The object of a new year is not that we should have a new year. It is that we should have a new soul- G.K. Chesterton

I was reading the preface of a book the other day which was unremarkable save t=for the post-script “Christopher Wright, Easter 2007.” It struck me that, unless he was lying, this theologian must have written his monograph on that day with great intention. As a Christian, I understand his choice of day and certainly the importance of it, yet his words would have been significant regardless of the day they were written. The concept of the “significant” days of the “year,” are an arbitrary convention in many ways; but they are useful, and help humans make sense of our world and allows us a sense of progress through time. In such a scientific, realistic, age what is it about holidays (Holy-days) that still grips us? Why do Western human beings get so excited with setting aside some moments as significant?

Today, for instance, is important. Perhaps because this is a year that some thought would never come. Indeed, for the more superstitious, the thirteenth year may carry ominous portents. Yet, in America, there were many New Year’s parties last night; with wine, laughter and good cheer. Folk chanted along with T.V. announcers as the great orb descended in New York. Yet were it not for the heathen astronomers’ desperate search for meaning in the heavens, we might have no sense of the change; no line in the sand of time.  We would be left only with the cycle of seasons, sensed easily in the changes of crops, daylight and weather.

Personally, the idea of New Years Day is delightful. I imagine that oak trees feel a sense of relief in winter – shaking off the old growth and having an arboreal sense of hope. Many of those I know have the same feeling. The doors have shut on the past for good or ill.  the troubles and failures of the previous year litter the earth of our lives and we look expectantly forward to buds of new growth. Yet despite all this, we are aware that the future likely holds the same difficulties as the past. What relief can the exchange of calendars really bring?

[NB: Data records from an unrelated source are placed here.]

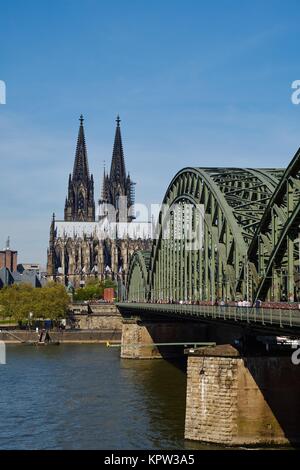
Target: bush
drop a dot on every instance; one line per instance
(17, 301)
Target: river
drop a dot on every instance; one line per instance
(86, 397)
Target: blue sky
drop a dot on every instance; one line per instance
(196, 84)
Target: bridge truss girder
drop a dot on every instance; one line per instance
(250, 218)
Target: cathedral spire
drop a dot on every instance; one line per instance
(81, 167)
(80, 204)
(117, 170)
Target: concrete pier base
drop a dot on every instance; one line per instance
(139, 336)
(234, 400)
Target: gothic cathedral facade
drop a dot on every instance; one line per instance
(87, 244)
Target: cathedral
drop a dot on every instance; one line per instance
(92, 243)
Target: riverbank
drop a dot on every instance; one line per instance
(65, 336)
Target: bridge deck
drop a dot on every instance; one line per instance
(276, 320)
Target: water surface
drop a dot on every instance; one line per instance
(85, 397)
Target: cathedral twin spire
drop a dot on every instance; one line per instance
(80, 205)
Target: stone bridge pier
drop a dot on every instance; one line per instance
(142, 338)
(234, 400)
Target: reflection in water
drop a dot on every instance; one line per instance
(85, 397)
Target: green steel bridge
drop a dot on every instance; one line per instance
(248, 244)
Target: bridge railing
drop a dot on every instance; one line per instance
(264, 316)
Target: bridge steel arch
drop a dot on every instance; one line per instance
(137, 286)
(275, 247)
(234, 201)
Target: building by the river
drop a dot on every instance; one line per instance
(89, 242)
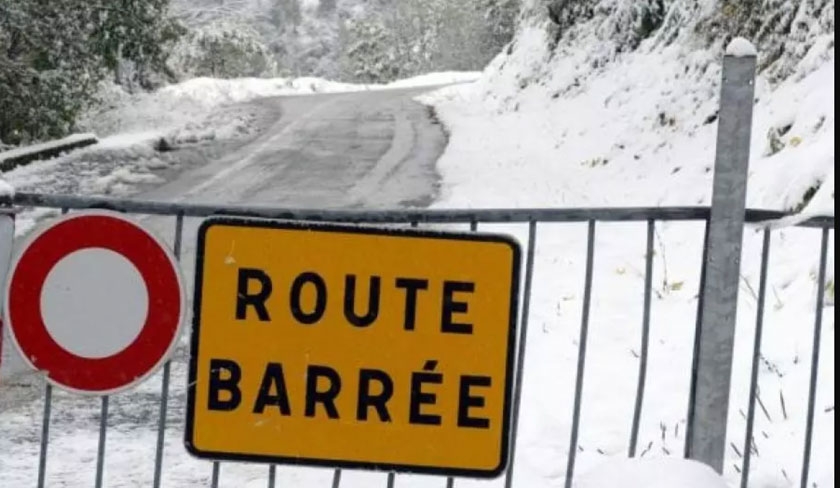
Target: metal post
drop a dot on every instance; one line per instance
(711, 383)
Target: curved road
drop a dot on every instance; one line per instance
(370, 149)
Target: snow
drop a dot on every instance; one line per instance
(741, 48)
(649, 473)
(546, 130)
(46, 146)
(433, 79)
(6, 190)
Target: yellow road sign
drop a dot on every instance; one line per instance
(353, 347)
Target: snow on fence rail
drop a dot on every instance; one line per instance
(530, 219)
(25, 155)
(710, 389)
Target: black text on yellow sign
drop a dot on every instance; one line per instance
(353, 347)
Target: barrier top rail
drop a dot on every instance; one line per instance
(489, 215)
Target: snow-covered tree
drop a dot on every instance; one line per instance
(222, 49)
(54, 53)
(418, 36)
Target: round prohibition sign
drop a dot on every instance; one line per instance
(95, 302)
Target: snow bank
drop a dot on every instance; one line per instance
(650, 473)
(582, 126)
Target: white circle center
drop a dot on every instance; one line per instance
(94, 303)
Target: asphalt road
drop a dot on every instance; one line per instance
(372, 149)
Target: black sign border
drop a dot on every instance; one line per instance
(189, 430)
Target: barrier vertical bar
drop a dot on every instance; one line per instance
(581, 366)
(710, 387)
(520, 354)
(759, 330)
(643, 360)
(815, 358)
(164, 389)
(100, 452)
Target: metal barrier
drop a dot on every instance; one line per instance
(533, 218)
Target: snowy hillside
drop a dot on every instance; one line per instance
(610, 103)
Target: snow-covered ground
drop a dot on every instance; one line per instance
(641, 132)
(197, 114)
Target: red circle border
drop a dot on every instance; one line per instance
(161, 329)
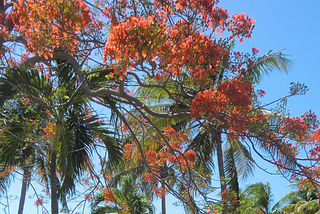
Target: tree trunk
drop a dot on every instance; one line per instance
(53, 175)
(53, 183)
(163, 175)
(163, 204)
(223, 185)
(26, 178)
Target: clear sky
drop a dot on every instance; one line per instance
(295, 27)
(286, 24)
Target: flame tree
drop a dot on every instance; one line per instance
(179, 48)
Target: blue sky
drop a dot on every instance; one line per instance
(295, 27)
(290, 25)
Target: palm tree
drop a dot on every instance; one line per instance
(259, 196)
(126, 197)
(62, 107)
(236, 161)
(302, 200)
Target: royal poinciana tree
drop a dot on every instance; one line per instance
(181, 50)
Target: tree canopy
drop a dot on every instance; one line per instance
(178, 92)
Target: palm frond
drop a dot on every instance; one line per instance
(267, 63)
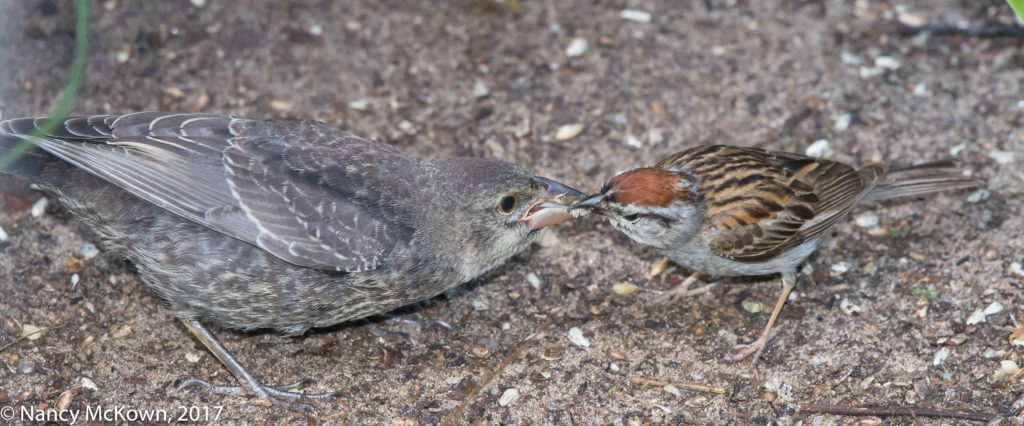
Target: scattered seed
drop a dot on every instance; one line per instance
(624, 288)
(576, 337)
(820, 148)
(658, 267)
(635, 15)
(31, 332)
(568, 131)
(64, 401)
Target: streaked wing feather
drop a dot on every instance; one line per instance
(252, 180)
(761, 204)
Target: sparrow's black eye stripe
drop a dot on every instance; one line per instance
(507, 204)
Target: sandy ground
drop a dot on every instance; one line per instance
(915, 311)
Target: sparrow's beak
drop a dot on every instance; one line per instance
(590, 203)
(552, 207)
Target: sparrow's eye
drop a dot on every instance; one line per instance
(507, 204)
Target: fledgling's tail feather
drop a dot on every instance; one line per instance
(923, 179)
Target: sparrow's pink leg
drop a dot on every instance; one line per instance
(758, 345)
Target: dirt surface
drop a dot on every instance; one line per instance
(883, 315)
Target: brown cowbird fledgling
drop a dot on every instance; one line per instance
(731, 211)
(281, 224)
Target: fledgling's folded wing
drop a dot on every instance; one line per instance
(301, 190)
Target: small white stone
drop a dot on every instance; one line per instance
(1001, 157)
(509, 397)
(407, 127)
(89, 251)
(921, 89)
(867, 220)
(848, 307)
(850, 58)
(887, 62)
(976, 317)
(995, 307)
(870, 72)
(568, 131)
(752, 305)
(38, 208)
(941, 355)
(577, 47)
(978, 196)
(534, 281)
(635, 15)
(480, 89)
(841, 267)
(88, 384)
(576, 337)
(358, 104)
(842, 121)
(479, 305)
(1017, 269)
(654, 136)
(31, 332)
(820, 148)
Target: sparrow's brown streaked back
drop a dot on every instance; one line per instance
(729, 211)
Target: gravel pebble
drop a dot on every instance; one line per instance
(88, 384)
(576, 337)
(820, 148)
(509, 397)
(577, 47)
(568, 131)
(89, 251)
(978, 196)
(1001, 157)
(941, 355)
(1017, 269)
(635, 15)
(31, 332)
(867, 220)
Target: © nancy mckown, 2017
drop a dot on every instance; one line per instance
(886, 315)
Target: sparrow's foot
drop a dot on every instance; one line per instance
(754, 349)
(280, 395)
(681, 290)
(276, 395)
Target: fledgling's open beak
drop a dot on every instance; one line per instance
(588, 205)
(552, 207)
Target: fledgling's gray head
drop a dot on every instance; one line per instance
(651, 206)
(484, 211)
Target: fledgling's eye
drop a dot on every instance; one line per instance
(507, 204)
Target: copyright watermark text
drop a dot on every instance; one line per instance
(111, 414)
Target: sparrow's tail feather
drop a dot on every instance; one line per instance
(922, 179)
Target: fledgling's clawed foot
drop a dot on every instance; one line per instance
(276, 395)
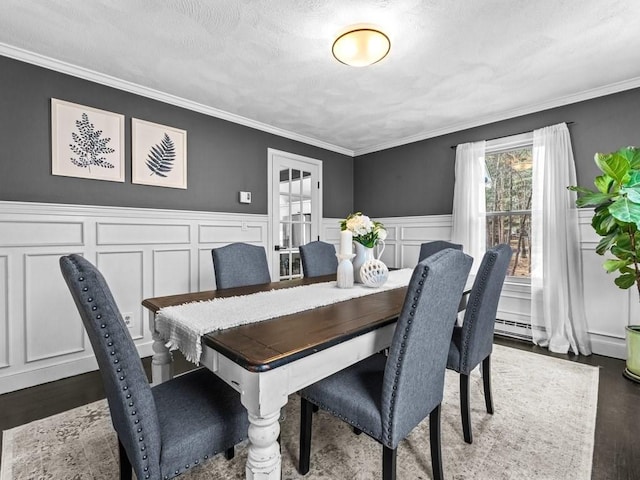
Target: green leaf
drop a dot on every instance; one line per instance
(603, 222)
(592, 199)
(603, 183)
(625, 280)
(605, 244)
(632, 155)
(613, 265)
(616, 166)
(622, 253)
(625, 210)
(632, 187)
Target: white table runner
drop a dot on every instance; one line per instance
(183, 326)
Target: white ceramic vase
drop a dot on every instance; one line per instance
(363, 254)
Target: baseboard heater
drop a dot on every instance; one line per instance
(509, 328)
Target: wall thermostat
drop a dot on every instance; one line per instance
(245, 197)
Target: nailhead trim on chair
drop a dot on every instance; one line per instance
(122, 377)
(407, 332)
(491, 259)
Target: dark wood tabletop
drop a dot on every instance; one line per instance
(271, 343)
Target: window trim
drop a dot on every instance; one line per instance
(504, 144)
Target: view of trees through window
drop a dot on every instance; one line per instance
(508, 196)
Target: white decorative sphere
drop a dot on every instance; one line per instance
(374, 273)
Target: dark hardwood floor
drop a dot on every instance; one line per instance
(616, 454)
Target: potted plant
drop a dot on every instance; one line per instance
(616, 219)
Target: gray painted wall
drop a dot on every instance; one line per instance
(417, 179)
(223, 157)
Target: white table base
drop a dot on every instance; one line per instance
(264, 394)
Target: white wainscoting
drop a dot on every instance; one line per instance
(141, 252)
(609, 310)
(145, 253)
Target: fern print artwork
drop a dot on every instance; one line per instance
(158, 155)
(161, 157)
(86, 142)
(89, 146)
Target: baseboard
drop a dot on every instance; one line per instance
(21, 380)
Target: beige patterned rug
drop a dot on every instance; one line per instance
(543, 428)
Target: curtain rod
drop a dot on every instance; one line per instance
(512, 135)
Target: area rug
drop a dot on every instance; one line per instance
(543, 428)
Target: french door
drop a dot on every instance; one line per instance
(295, 209)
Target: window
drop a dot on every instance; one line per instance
(508, 199)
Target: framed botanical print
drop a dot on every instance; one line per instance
(159, 155)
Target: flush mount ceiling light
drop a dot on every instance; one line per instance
(360, 47)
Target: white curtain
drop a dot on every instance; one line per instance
(469, 206)
(558, 316)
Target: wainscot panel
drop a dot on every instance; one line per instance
(141, 252)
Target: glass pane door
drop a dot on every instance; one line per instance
(294, 219)
(295, 210)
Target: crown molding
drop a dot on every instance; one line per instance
(518, 112)
(93, 76)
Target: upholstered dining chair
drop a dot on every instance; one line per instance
(318, 258)
(163, 430)
(429, 248)
(472, 343)
(239, 265)
(386, 397)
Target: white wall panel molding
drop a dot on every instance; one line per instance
(52, 325)
(141, 252)
(35, 305)
(4, 311)
(224, 232)
(171, 271)
(19, 233)
(137, 233)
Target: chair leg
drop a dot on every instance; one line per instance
(465, 408)
(434, 439)
(125, 465)
(306, 419)
(229, 453)
(388, 463)
(486, 380)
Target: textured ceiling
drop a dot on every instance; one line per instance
(453, 63)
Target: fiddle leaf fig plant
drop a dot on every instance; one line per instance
(616, 217)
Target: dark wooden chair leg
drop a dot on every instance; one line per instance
(229, 453)
(306, 419)
(486, 380)
(436, 448)
(388, 463)
(465, 408)
(126, 472)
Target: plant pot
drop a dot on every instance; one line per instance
(632, 371)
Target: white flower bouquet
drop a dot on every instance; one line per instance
(365, 231)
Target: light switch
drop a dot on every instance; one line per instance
(245, 197)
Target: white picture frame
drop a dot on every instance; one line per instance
(86, 142)
(158, 155)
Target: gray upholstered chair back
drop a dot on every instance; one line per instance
(240, 265)
(133, 410)
(414, 373)
(429, 248)
(318, 258)
(480, 315)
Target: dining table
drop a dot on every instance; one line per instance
(266, 361)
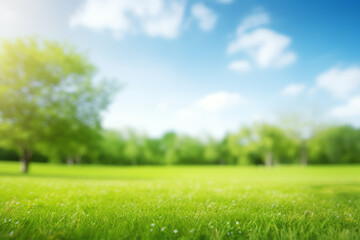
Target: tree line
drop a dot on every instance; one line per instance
(259, 144)
(51, 100)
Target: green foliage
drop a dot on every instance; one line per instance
(48, 99)
(97, 202)
(335, 145)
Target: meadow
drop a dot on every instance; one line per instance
(179, 202)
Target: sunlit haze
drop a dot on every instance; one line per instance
(201, 67)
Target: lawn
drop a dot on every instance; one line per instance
(98, 202)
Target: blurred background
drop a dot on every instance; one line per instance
(164, 82)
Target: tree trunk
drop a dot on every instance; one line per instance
(268, 159)
(303, 154)
(25, 160)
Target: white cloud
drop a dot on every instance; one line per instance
(340, 82)
(205, 16)
(264, 47)
(158, 18)
(220, 100)
(352, 108)
(253, 21)
(225, 1)
(293, 89)
(240, 66)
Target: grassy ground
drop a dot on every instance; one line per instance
(92, 202)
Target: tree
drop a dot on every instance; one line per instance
(49, 100)
(337, 144)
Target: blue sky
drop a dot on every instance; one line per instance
(209, 66)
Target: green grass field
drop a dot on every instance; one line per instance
(97, 202)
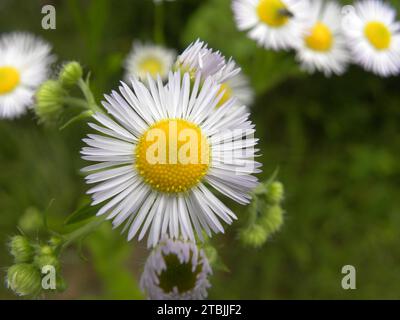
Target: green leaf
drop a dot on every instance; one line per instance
(85, 212)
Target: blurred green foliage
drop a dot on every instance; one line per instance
(335, 140)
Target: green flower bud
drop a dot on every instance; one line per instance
(46, 260)
(24, 279)
(272, 219)
(211, 254)
(31, 220)
(46, 250)
(253, 236)
(275, 192)
(70, 74)
(54, 242)
(49, 103)
(21, 249)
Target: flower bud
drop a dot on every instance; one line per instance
(61, 284)
(31, 220)
(253, 236)
(54, 241)
(43, 260)
(275, 192)
(46, 250)
(24, 279)
(21, 249)
(272, 219)
(70, 74)
(49, 103)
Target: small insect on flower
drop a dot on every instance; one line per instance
(323, 47)
(373, 36)
(199, 59)
(24, 65)
(274, 24)
(160, 146)
(148, 59)
(176, 270)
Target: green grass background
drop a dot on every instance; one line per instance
(336, 142)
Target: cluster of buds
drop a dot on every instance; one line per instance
(36, 267)
(52, 97)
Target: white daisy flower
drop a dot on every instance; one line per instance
(24, 65)
(236, 86)
(274, 24)
(323, 47)
(160, 146)
(199, 59)
(373, 36)
(149, 59)
(176, 270)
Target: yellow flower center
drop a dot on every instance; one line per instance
(227, 90)
(320, 37)
(151, 65)
(378, 35)
(172, 155)
(273, 12)
(9, 79)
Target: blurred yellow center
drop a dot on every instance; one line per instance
(320, 37)
(378, 35)
(227, 90)
(152, 66)
(172, 155)
(9, 79)
(273, 12)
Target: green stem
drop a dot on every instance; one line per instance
(81, 232)
(159, 23)
(91, 102)
(75, 102)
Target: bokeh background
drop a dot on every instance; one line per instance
(336, 142)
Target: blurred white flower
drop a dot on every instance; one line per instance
(373, 36)
(199, 59)
(176, 270)
(159, 1)
(274, 24)
(323, 47)
(24, 64)
(149, 59)
(144, 184)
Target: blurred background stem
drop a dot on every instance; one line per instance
(159, 23)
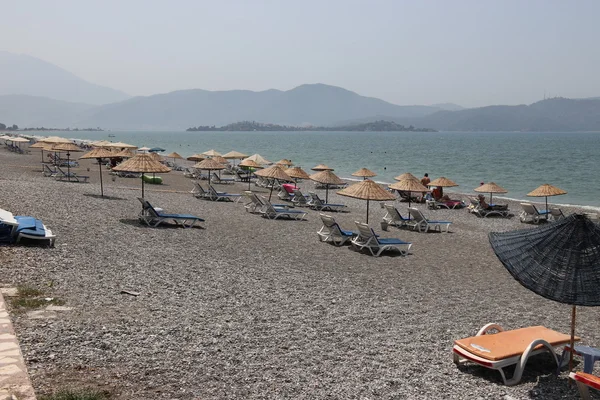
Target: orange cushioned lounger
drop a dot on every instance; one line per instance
(584, 382)
(505, 348)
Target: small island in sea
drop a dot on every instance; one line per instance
(250, 126)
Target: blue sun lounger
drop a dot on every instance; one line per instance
(153, 217)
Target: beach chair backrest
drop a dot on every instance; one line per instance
(417, 214)
(557, 213)
(530, 209)
(148, 207)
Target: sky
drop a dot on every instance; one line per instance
(472, 53)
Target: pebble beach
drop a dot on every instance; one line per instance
(250, 308)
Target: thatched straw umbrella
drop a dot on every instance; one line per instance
(560, 261)
(364, 173)
(248, 164)
(367, 190)
(211, 153)
(68, 147)
(409, 185)
(297, 173)
(99, 153)
(257, 158)
(274, 172)
(544, 191)
(327, 178)
(321, 167)
(42, 146)
(142, 163)
(406, 175)
(490, 188)
(209, 165)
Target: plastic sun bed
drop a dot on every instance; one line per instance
(153, 217)
(505, 348)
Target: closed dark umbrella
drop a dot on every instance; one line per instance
(559, 261)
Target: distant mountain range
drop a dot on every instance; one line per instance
(35, 93)
(26, 75)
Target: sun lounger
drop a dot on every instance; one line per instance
(15, 228)
(318, 204)
(332, 232)
(152, 217)
(222, 196)
(530, 213)
(393, 217)
(423, 224)
(506, 348)
(367, 238)
(272, 211)
(584, 382)
(218, 180)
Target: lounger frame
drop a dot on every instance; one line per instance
(462, 356)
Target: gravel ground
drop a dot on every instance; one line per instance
(253, 308)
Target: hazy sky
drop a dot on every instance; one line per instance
(406, 52)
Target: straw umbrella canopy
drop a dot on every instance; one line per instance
(321, 167)
(364, 173)
(211, 153)
(327, 178)
(196, 157)
(55, 140)
(367, 190)
(544, 191)
(247, 164)
(125, 153)
(257, 158)
(210, 165)
(274, 172)
(99, 153)
(142, 163)
(68, 147)
(490, 188)
(297, 173)
(442, 182)
(560, 261)
(406, 175)
(42, 146)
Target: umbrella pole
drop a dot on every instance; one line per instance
(100, 169)
(572, 343)
(68, 167)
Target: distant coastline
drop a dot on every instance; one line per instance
(251, 126)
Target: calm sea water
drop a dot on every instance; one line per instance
(517, 161)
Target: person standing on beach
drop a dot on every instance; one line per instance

A friend of mine recently summed the attraction of New Years nicely “you may not be able to start over but you can have a new beginning.” This holiday carries the scent of fresh starts; our lives become a blank canvas, ready for new artistic choices. Resolutions are made with abandon, which the cynical are quick to mock. Yet wouldn’t it be wonderful to be given a new lease on life? Wouldn’t it be grand if it wasn’t just an arbitrary move by human beings but some jubilous divine act in which debts are canceled and the world is made new? Surely even the greatest cynic would admit to such hopes, if not perhaps to such a reality. It is my great hope and prayer that the world would, in fact, be in a better place this year; that you might experience a year of Jubliee and that the new year would be the beginning of Good News of great joy for all!